While some retailers said that they've seen many stores in their area close down and that they have seen and felt the impact of today's more cautious buyer, many others seemed to express little concern about how today's economy will impact tomorrow's comic book sales.
Overall comic book sales have risen in the last 10 years, based upon Diamond's sales reports. Nothing huge, but still mainly an upward trend. But, one might note that the economy, aside from the impact of the terrorist attacks on 9/11/01, had been growing fairly well until recently.

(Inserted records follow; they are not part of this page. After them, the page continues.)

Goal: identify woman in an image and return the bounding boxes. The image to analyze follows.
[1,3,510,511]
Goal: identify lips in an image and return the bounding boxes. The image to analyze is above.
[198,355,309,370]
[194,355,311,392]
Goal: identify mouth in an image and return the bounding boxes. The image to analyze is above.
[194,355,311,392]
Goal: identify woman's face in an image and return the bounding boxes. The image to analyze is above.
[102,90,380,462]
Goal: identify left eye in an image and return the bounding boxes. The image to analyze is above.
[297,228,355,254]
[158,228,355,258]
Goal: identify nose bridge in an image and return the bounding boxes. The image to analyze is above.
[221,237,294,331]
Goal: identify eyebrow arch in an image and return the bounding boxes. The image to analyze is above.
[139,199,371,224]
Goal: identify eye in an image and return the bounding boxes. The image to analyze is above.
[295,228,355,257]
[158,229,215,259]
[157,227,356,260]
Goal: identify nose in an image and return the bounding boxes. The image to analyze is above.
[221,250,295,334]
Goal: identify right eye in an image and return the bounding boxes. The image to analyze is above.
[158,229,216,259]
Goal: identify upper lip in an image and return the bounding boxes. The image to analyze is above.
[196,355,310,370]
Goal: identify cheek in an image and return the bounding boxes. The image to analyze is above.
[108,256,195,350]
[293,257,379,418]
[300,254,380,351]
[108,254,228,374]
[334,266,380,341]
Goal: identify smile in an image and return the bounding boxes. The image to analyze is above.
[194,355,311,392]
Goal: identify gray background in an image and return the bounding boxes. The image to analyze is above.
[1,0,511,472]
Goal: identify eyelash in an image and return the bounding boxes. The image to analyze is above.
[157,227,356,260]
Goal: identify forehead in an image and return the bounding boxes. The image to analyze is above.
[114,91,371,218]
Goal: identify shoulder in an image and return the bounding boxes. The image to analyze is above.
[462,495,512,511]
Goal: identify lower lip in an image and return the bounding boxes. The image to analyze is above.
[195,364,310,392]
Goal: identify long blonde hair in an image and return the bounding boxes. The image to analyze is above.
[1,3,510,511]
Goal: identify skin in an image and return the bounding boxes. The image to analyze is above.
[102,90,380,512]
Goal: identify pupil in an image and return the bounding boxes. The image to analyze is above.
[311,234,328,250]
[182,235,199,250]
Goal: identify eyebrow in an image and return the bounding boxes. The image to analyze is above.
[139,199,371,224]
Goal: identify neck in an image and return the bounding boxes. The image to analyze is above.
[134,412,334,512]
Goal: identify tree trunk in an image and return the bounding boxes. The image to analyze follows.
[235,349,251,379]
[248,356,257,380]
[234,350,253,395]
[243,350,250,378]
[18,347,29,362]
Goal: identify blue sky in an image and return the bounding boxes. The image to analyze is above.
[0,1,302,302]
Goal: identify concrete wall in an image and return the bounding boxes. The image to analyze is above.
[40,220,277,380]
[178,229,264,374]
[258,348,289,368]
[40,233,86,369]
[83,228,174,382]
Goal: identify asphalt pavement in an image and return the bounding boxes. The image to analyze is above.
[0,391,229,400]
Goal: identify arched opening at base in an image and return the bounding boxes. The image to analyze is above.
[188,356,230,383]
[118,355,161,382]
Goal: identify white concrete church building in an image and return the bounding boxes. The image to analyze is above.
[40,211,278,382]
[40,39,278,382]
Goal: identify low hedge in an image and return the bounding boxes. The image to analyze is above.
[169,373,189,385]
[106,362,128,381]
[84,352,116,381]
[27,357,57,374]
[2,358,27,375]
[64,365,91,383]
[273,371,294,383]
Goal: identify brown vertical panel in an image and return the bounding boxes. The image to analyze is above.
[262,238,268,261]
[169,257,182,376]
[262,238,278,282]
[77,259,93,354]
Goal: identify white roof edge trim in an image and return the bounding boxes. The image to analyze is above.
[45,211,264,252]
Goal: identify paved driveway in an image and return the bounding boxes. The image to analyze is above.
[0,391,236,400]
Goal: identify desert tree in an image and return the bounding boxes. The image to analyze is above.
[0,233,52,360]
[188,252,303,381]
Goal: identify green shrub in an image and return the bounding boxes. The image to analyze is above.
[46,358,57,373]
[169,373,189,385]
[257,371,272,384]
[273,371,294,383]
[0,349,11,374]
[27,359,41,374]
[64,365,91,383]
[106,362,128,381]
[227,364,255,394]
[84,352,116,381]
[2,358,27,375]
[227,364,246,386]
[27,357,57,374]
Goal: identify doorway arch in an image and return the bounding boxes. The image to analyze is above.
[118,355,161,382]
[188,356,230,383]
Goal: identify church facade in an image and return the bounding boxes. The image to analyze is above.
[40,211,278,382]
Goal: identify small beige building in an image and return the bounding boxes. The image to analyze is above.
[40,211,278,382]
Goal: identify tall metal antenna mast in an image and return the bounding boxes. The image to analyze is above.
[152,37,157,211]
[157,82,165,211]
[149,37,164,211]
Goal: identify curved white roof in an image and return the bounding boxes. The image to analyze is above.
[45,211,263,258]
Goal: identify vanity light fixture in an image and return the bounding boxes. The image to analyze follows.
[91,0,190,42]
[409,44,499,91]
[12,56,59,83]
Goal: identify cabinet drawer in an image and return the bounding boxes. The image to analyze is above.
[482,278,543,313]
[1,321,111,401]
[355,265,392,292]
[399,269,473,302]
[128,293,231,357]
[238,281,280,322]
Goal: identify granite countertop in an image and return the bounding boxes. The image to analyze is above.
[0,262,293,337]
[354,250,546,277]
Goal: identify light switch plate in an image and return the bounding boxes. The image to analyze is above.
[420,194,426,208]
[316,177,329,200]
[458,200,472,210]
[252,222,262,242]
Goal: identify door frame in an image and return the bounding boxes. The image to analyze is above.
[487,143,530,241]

You will also note that in her column Rogers reports, based on her research, that Americans are more pessimistic about the economy than they have been in the last 15 years. Gas prices grow every day, the cost of food is increasing, the price of many things has gone up. Except the price of homes - that market has been hit hard, and many people, during the years where the price of homes continued to plow forward, invested in the housing market, thinking it would provide better returns than stocks or bonds. Many of those people are hurting now, unable to sell the homes and cash out and not seeing any appreciation in their real estate investment. The fact that this is also a presidential election year impacts the economy too, since historically the economy stagnates and the media tries to whip people into a deep depression before everyone heads off to the polls.
At Neptune we have not seen the growth we did the first four years of business this year. I am sure there are a couple of major reasons for that. One is that we are now a "mature" store, and just won't see the kind of growth that a new, growing store sees. The other is the economic impact. People do have to cut back on things when the price of food and gas go up. But, this is not to say that we've seen a decrease. We have not. People continue to come into the store every day and purchase comics, graphic novels, games and other items. As a few retailers point out in Roger's column, during times like these, where people tend to feel depressed, they often reach out to forms of entertainment they enjoy to serve as a distraction from the realities of their daily lives. Video game sales continue to grow. Movie theaters continue to have hundreds of millions of dollars in ticket sales every weekend. People continue to spend money on things they enjoy. However, they do tend to cut back on "luxury" items. Maybe they don't buy that $200 statue. Or perhaps they eliminate buying comic book mini-series and just do the main titles. Or they only purchase 12 booster packs of Magic or Yu-Gi-Oh instead of the full box they usually buy. Maybe the back issue and low-price bins and racks get much more action than they used to, as people look for bargains.
We as retailers need to face this economy head on and be prepared to make adjustments as the market changes. Keeping track of sales trends with a computerized system is essential. Being prepared to advertise more, even in just a low-cost way, is also essential - because as existing customers start to cut back stores need to bring in new readers. Marketing is important too - finding ways to reach out to customers and potential customers and showing them what fun they can have with games and comics is important.
I would rather, as a store owner, have customers cut back rather than find themselves so financially tapped that they have to stop coming in altogether. Balance and budgeting are always important - I talk to people about this every day at the bank.
So, what are YOU doing now, during this economic slump? Are you cutting back? Have you seen the economy impact your job? Are you going to cut back on the comics you purchase?